La Mainboard ci viene venduta in una confezione molta compatta, d' altronde stiamo parlando di una proposta Micro-ATX, ma nonostante questo riesce ad evidenziare tutte le specifiche del prodotto con apposite tab.

Il Bundle è davvero limitato, poichè, oltre al manuale, include solo due cavi Sata III, lo Shield posteriore ed un CD Driver.

La B350M Mortar, una volta estratta dalla confezione, si presenta nel suo formato Micro-ATX, con un PCB Di colore nero, caratteristica ormai divenuta un Must. Il pannello I/O mette a disposizione diverse connessioni, tra cui spiccano anche i sei connettori Audio placcati in oro, e non tre come abituati a vedere su alcune proposte Micro-ATX più economiche.

   

Il Socket della Mainboard è abbastanza pulito, caratteristica di poca importanza visto il target della proposta. Le circuiterie più importanti sono dissipate tramite un Sink in metallo colore canna di fucile con una serigrafia rossa, mentre le circuiterie secondarie sono lasciate scoperte, soluzione adottata sicuramente per limitare i costi, ma che ci lascia un pò perplessi se consideriamo quanto siano energivore le CPU Ryzen e quindi capaci di mettere sotto stress gli IC di alimentazione.

     

La sezione di alimentazione delle memorie si affida a fasi digitali, così da garantire un' ottima stabilità anche nelle condizioni d' uso più intense. 

 


Andando ad analizzare la parte inferiore del PCB della B350M Mortar e ci imbattiamo subito nella posizione della batteria a tampone, che nel caso si opti per una VGA con dissipatore a due Slot resta ugualmente accessibile, permettendoci così di effettuare un Hard Clear CMOS, qualora necessario, senza dover togliere la scheda video.

 

Il primo Slot PCI Express x16 mette in mostra uno shield in metallo, soluzione che lo rende più resistente dal punto di vista fisico, e capace di schermare maggiormente i segnali del BUS PCI. Il Chipset B350 di AMD è dissipato da un sink Fanless in metallo di colore nero e con un aerografia riportante la scritta MSI, ed è dotato di una superficie radiante che sfrutta delle alette per meglio svolgere il compito affidatogli.

   

Parlando di connessioni per Storage troviamo tra il primo ed il secondo Slot PCI Express x16 la connessione M.2, mentre sul bordo del PCB sono presenti le connessioni Sata ed USB. Caratteristica davvero interessante per il Cable Management è la presenza di un connettore interno USB 3.1 ruotato di 90°, soluzione che però fa a pugni con la presenza di due connessioni SATA III non ruotate in prossimità dello slot 24 PIN del PSU.

   

Il bordo inferiore della scheda mette a disposizione i vari connettori per il cablaggio dello chassis, come tasti di accensione e reset ma anche le uscite audio frontali. E' inoltre presente un connettore di alimentazione per eventuali Stripe LED RGB. La sezione audio, invece, come da consuetudine, giace su un PCB separato da quello principale, così da garantire la massima qualità possibile grazie all' assenza di interferenze.

     

Come tutte le MainBoard di ultima generazione anche la MSI B350M Mortar mette a disposizione un comparto di illuminazione a LED. Questo modello, però, a differenza di quello che ci si può aspettare visionando il software, offre solo una colorazione, il rosso. Questa discrepanza tra Software e quello che succede in realtà è dovuta all' applicazione sviluppata universalmente per tutte le MainBoard MSI dotate di illuminazione LED, ed utilizza così un' interfaccia universale che però non si adatta alla scheda sulla quale viene avviata.

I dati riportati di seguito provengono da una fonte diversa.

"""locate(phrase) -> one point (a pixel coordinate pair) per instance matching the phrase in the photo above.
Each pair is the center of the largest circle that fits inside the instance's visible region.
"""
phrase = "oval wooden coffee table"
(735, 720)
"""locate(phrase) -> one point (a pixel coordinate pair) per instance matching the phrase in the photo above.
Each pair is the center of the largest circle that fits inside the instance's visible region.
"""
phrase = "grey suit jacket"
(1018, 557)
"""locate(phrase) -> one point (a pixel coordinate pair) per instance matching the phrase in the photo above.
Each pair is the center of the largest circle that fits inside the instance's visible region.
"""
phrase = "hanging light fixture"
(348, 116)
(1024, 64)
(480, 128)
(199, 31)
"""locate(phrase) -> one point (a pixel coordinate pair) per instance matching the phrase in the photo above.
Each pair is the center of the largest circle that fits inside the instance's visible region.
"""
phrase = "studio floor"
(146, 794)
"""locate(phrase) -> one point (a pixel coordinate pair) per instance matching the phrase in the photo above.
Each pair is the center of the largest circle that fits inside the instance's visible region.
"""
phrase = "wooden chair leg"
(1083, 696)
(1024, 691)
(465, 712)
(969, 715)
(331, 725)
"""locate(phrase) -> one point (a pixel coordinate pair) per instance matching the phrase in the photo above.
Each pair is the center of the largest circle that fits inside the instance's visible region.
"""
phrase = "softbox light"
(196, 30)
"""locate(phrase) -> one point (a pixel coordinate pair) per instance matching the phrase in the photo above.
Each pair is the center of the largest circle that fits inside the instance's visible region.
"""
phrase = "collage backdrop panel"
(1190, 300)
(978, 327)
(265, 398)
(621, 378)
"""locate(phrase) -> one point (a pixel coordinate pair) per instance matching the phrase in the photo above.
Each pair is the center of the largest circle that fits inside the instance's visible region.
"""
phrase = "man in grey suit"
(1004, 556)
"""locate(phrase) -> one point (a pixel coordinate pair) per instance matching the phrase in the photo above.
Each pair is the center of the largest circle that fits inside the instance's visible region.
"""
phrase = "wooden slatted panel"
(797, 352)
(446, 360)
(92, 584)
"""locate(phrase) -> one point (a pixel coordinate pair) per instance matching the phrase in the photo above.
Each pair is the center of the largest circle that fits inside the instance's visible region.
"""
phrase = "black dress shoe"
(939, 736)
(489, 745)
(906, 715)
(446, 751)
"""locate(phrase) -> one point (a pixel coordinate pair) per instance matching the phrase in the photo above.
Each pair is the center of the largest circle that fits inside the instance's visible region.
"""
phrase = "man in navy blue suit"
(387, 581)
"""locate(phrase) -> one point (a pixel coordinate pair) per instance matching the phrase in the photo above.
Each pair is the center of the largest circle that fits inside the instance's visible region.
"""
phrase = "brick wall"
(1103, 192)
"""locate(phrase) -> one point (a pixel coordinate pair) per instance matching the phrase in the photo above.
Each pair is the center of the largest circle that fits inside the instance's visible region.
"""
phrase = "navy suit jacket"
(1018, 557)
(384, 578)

Andiamo ora ad analizzare il BIOS, al quale è possibile accedervi premendo il tasto DEL durante il boot.

La prima schermata che ci si apre di Default è relativa al BIOS usato in modalità EZ-Mode, ovvero quella semplificata. Questa modalità permette di avere sotto controllo tutti i parametri del sistema, potendo passare da una tab all' altra di CPU, memorie, periferiche di Storage e controllo ventole con un semplice click del mouse o con navigazione tramite tastiera. Il Fan Control è davvero ben realizzato, grazie ad un' interfaccia grafica che ci consente di selezionare il sistema di alimentazione usato dalla ventola (DC o PWM), nonchè il metodo con cui questa dovrà operare, potendo scegliere un regime di rotazione fisso o variabile in base alle temperature (Smart Fan). Nel Menu EZMode, inoltre, è possibile attivare alcune funzioni spostando semplicemente il cursore su ON, come ad esempio l' abilitazione del controller Audio o della tecnologia AHCI/RAID.

Per i più smaliziati, però, vi è la possibilità di modificare nel dettaglio ogni singolo valore della Baord entrando nella modalità avanzata attraverso la pressione del tasto F12. Questa modalità mette in mostra il classico schema BIOS di MSI, con le sei tab disposte lateralmente, tre a sinistra e tre a destra, con al centro tutte le varie voci modificabili.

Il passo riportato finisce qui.